Meet the Resurrected You

Meet the Resurrected You

Jesus says of the new earth, “Behold, I am making all things new” (Revelation 21:5). This means he will restore creation to its former pre-curse glory, and likely give it greater beauty and wonder than the original. We, and the new world, will become far better and in that sense far different. But we will be the same people, without sin; and it will be the same world, without evil and suffering. All will be made glorious.

Resurrection — Christ’s and ours — is a cornerstone of the Christian faith. Yet how many of us ponder what our resurrected selves will be like? You might think Scripture doesn’t say much. In fact, it tells us a lot, and gives us solid reasons to deduce much more.

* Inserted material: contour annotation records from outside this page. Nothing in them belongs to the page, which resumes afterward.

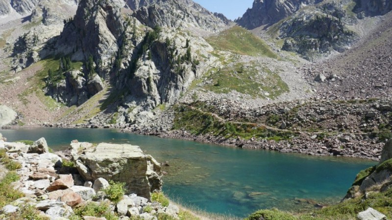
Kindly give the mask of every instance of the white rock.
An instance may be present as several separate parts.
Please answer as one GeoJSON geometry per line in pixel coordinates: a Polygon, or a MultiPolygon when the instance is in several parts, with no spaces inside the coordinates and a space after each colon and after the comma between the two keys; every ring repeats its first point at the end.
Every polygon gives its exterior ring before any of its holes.
{"type": "Polygon", "coordinates": [[[11,205],[7,205],[1,209],[1,211],[2,211],[3,213],[6,214],[16,212],[19,210],[19,207],[14,206],[11,205]]]}
{"type": "Polygon", "coordinates": [[[81,186],[74,186],[71,188],[71,189],[79,194],[82,198],[85,200],[90,199],[92,197],[96,195],[95,191],[92,188],[81,186]]]}
{"type": "Polygon", "coordinates": [[[360,212],[357,218],[359,220],[384,220],[387,219],[385,215],[371,208],[360,212]]]}
{"type": "Polygon", "coordinates": [[[109,182],[108,182],[107,180],[103,178],[98,178],[94,181],[94,184],[93,185],[93,189],[94,189],[97,193],[99,190],[105,189],[109,186],[109,182]]]}

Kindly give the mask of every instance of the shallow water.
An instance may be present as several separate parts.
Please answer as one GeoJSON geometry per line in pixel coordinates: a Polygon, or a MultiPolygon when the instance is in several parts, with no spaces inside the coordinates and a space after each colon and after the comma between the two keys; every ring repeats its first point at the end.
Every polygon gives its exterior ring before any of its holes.
{"type": "Polygon", "coordinates": [[[0,130],[9,141],[44,137],[55,150],[72,140],[140,146],[163,167],[171,198],[208,212],[244,217],[261,208],[298,211],[338,202],[361,170],[375,162],[222,147],[118,132],[116,130],[37,128],[0,130]]]}

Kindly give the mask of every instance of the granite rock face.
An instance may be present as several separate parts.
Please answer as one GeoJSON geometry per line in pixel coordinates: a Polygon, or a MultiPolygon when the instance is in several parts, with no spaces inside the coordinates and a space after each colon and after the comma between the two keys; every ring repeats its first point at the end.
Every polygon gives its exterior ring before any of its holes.
{"type": "Polygon", "coordinates": [[[74,156],[74,159],[79,173],[87,181],[101,177],[125,182],[128,193],[147,198],[150,198],[150,193],[162,189],[160,164],[138,146],[102,143],[74,156]]]}

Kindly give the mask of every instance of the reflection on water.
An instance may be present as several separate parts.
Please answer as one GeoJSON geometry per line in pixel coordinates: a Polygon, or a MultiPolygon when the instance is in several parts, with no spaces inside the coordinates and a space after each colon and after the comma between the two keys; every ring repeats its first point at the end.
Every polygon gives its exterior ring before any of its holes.
{"type": "Polygon", "coordinates": [[[338,202],[355,175],[375,163],[245,150],[114,130],[34,129],[2,130],[8,140],[46,138],[55,150],[71,140],[140,146],[167,174],[164,190],[172,199],[213,213],[243,217],[260,208],[298,211],[338,202]]]}

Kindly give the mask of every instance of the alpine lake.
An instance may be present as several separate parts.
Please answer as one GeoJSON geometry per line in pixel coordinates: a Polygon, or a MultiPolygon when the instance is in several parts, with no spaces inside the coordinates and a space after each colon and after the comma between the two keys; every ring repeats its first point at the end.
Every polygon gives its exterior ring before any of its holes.
{"type": "Polygon", "coordinates": [[[164,193],[208,213],[244,218],[260,209],[292,212],[339,202],[368,160],[242,149],[121,133],[115,130],[32,128],[0,130],[8,141],[44,137],[53,150],[73,140],[140,146],[162,166],[164,193]]]}

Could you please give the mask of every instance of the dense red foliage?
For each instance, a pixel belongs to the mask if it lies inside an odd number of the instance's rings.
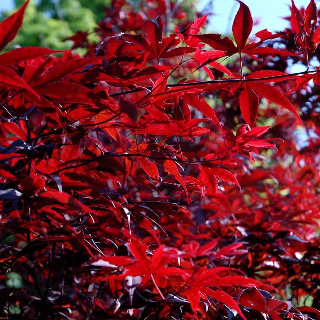
[[[124,2],[85,57],[0,55],[1,316],[320,319],[314,0],[255,36],[239,1],[234,41]]]

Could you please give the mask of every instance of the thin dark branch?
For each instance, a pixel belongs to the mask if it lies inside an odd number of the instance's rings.
[[[187,82],[184,83],[174,83],[167,84],[166,85],[167,87],[173,88],[175,87],[184,87],[190,86],[192,86],[194,85],[198,85],[199,84],[212,84],[215,83],[234,83],[237,82],[251,82],[255,81],[263,81],[264,80],[270,80],[272,79],[281,79],[282,78],[287,78],[288,77],[294,76],[299,76],[300,75],[306,74],[307,73],[312,73],[312,72],[317,72],[320,71],[319,70],[306,70],[305,71],[300,72],[295,72],[294,73],[286,74],[284,75],[279,75],[278,76],[272,76],[262,77],[260,78],[244,78],[243,79],[221,79],[220,80],[209,80],[207,81],[198,81],[196,82]],[[117,96],[121,96],[123,94],[127,94],[133,92],[138,92],[139,91],[142,91],[145,90],[150,90],[152,89],[153,86],[149,86],[148,87],[145,87],[143,88],[137,88],[135,89],[132,89],[131,90],[128,90],[125,91],[122,91],[121,92],[116,92],[114,93],[111,93],[110,95],[110,97],[115,97]],[[150,92],[149,93],[150,94]]]

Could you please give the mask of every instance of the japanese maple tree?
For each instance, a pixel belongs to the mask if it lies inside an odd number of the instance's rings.
[[[314,0],[255,35],[238,1],[230,37],[112,2],[84,57],[0,54],[0,315],[320,319]]]

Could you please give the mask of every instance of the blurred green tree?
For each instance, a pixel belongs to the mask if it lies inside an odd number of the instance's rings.
[[[15,0],[16,8],[25,0]],[[38,46],[63,50],[71,48],[72,42],[62,40],[81,30],[89,32],[104,15],[102,10],[110,5],[109,0],[30,0],[23,23],[14,40],[6,48],[17,45]],[[0,19],[12,11],[1,12]],[[94,34],[89,40],[98,40]]]

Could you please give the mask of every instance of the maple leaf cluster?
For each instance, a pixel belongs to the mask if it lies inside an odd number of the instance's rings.
[[[112,2],[84,57],[0,54],[0,315],[320,319],[314,0],[255,35],[239,1],[232,37]]]

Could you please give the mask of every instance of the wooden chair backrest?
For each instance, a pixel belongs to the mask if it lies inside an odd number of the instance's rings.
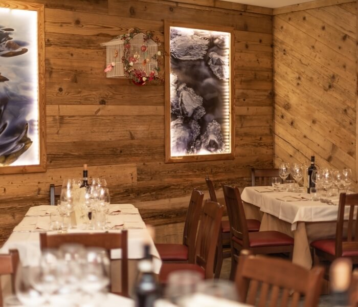
[[[204,193],[194,189],[188,206],[183,233],[183,244],[188,247],[189,263],[195,261],[195,240]]]
[[[195,264],[203,268],[205,278],[212,278],[216,245],[221,227],[223,206],[206,201],[196,239]]]
[[[242,240],[244,248],[249,248],[249,231],[239,189],[236,187],[222,185],[231,235]]]
[[[206,181],[206,185],[208,186],[209,194],[210,195],[210,200],[212,202],[215,202],[217,203],[217,199],[216,198],[216,193],[215,193],[215,189],[214,188],[213,182],[210,180],[208,176],[205,177],[205,181]]]
[[[349,207],[349,214],[347,221],[347,237],[344,238],[343,229],[345,224],[345,211]],[[354,212],[355,211],[355,212]],[[340,195],[338,205],[337,227],[335,231],[335,257],[341,257],[345,251],[358,250],[358,193],[346,194]]]
[[[11,274],[13,293],[15,292],[15,277],[19,262],[17,250],[10,250],[9,254],[0,255],[0,275]],[[3,305],[3,293],[0,278],[0,306]]]
[[[239,300],[258,307],[267,305],[267,302],[270,307],[297,307],[303,295],[303,307],[315,307],[324,271],[321,267],[309,270],[287,260],[253,256],[244,250],[235,277]]]
[[[127,231],[120,233],[102,232],[94,233],[66,233],[48,235],[40,233],[40,246],[44,248],[57,249],[63,244],[77,243],[85,247],[101,247],[106,250],[110,256],[111,249],[121,249],[122,294],[128,296],[128,240]]]
[[[62,186],[55,186],[54,184],[50,185],[50,204],[51,206],[56,205],[55,202],[56,196],[61,195],[61,189]]]
[[[279,177],[278,168],[251,169],[251,185],[271,185],[271,177]],[[256,182],[258,184],[256,185]]]

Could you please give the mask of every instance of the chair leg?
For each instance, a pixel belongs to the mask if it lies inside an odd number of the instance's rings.
[[[217,243],[216,249],[216,261],[215,262],[215,278],[220,278],[220,273],[221,272],[222,266],[222,238],[221,234],[219,235],[219,240]]]
[[[230,269],[230,280],[235,280],[235,275],[236,273],[236,267],[237,267],[237,256],[235,253],[235,250],[231,246],[231,269]],[[236,257],[235,257],[236,256]]]

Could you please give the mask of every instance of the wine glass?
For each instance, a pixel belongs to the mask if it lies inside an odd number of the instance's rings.
[[[17,298],[25,306],[37,307],[46,301],[46,298],[31,282],[33,275],[38,273],[38,267],[23,267],[20,264],[17,268],[15,289]]]
[[[86,249],[80,287],[82,292],[87,295],[90,301],[94,294],[103,292],[109,284],[109,264],[107,252],[104,249]]]
[[[279,175],[283,180],[283,184],[286,184],[286,179],[291,172],[291,168],[288,162],[282,162],[279,167]]]
[[[342,170],[343,178],[342,184],[344,186],[345,192],[347,192],[352,182],[351,178],[352,176],[352,170],[348,167],[345,167]]]
[[[297,183],[297,185],[299,188],[299,183],[303,177],[303,169],[302,164],[299,163],[294,163],[292,165],[292,177]]]

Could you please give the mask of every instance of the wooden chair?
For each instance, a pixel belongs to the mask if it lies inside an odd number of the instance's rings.
[[[209,200],[205,202],[195,245],[195,263],[163,264],[159,273],[161,283],[166,283],[172,272],[182,270],[198,272],[205,278],[213,277],[215,252],[223,210],[223,207],[218,203]]]
[[[196,189],[193,190],[185,219],[182,244],[155,244],[162,261],[189,264],[195,262],[195,239],[204,197],[204,193]]]
[[[13,293],[15,293],[15,277],[19,262],[17,250],[10,250],[9,254],[0,255],[0,275],[11,275],[11,287]],[[0,306],[3,306],[3,293],[1,278],[0,278]]]
[[[271,177],[279,177],[278,168],[251,169],[251,185],[254,187],[258,182],[259,186],[271,185]]]
[[[250,250],[254,254],[289,253],[292,256],[293,238],[273,230],[249,232],[239,189],[225,184],[222,189],[230,223],[231,280],[235,276],[237,257],[243,249]]]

For instance, Paul wrote, “[The body that] is sown is perishable; [it] is raised imperishable. It is sown in dishonor; it is raised in glory. . . . It is sown a natural body; it is raised a spiritual body” (1 Corinthians 15:42–44). The term “spiritual body” doesn’t mean an incorporeal body made of spirit — there is no such thing. Body means corporeal: flesh and bones. A spiritual body will still be a body. But it will be spiritual, under the holy control of a redeemed and righteous spirit.

God made Adam from the earth to live on it, not float on the air. He joined spirit and body to make us completely human. He did not design us to be disembodied spirits as Plato taught, yet sadly, many Christians believe just that. To be with Christ in the present heaven is better by far than living on earth under the curse. But Paul teaches in 1 Corinthians 15 that we will not be eternally complete until our resurrection.

Was Jesus Only a Ghost?

“Beloved, we are God’s children now, and what we will be has not yet appeared; but we know that when he appears we shall be like him” (1 John 3:2). Christ’s post-resurrection actions offer us a preview of what resurrected people will do — including preparing and eating meals, conversing, and traveling. If Jesus had been a ghost, we would become ghosts. More importantly, if Jesus had only been a ghost, redemption wouldn’t have been accomplished.

The risen Jesus told his disciples,

“See my hands and my feet, that it is I myself. Touch me, and see. For a spirit does not have flesh and bones as you see that I have.” And when he had said this, he showed them his hands and his feet. . . . [Then] he said to them, “Have you anything here to eat?” They gave him a piece of broiled fish, and he took it and ate before them. (Luke 24:39–43)

Jesus didn’t just say he wasn’t a ghost; he proved it. Likewise, he “will transform our lowly body to be like his glorious body” (Philippians 3:21). Whatever else a glorified body is, it is first and foremost a resurrected body.

In Acts 1:11, an angel explained, “This Jesus, who was taken up from you into heaven, will come in the same way. . . .” The resurrected Jesus who lived among them forty days before ascending is the same Jesus in soul and body who will return to raise his people’s bodies from the grave. Why didn’t Jesus immediately ascend to heaven? Perhaps partly to show his design for resurrected people to live on a physical earth.

You Will Still be You

Bible-believing Christians often ask me, “Will we become angels when we die?” Somewhere they have gotten the idea that whatever we may be after death, we won’t really be human. No wonder so few Christians look forward to heaven. Humans are not drawn to the idea of becoming inhuman.

Scripture portrays resurrection as a matter of continuity from our present into our future lives. The Westminster Confession says, “All the dead shall be raised up with the selfsame bodies, and none other . . . united again to their souls forever.” Selfsame and none other unequivocally mean we will still be us.

When I became a Christian in high school, my mother saw many changes, but she still recognized me. She said, “Good morning, Randy,” not “Who are you?” My dog never growled at me — he knew exactly who I was even though I was a new person in Jesus. Likewise, this same Randy will undergo another significant change at death, and yet another at the resurrection.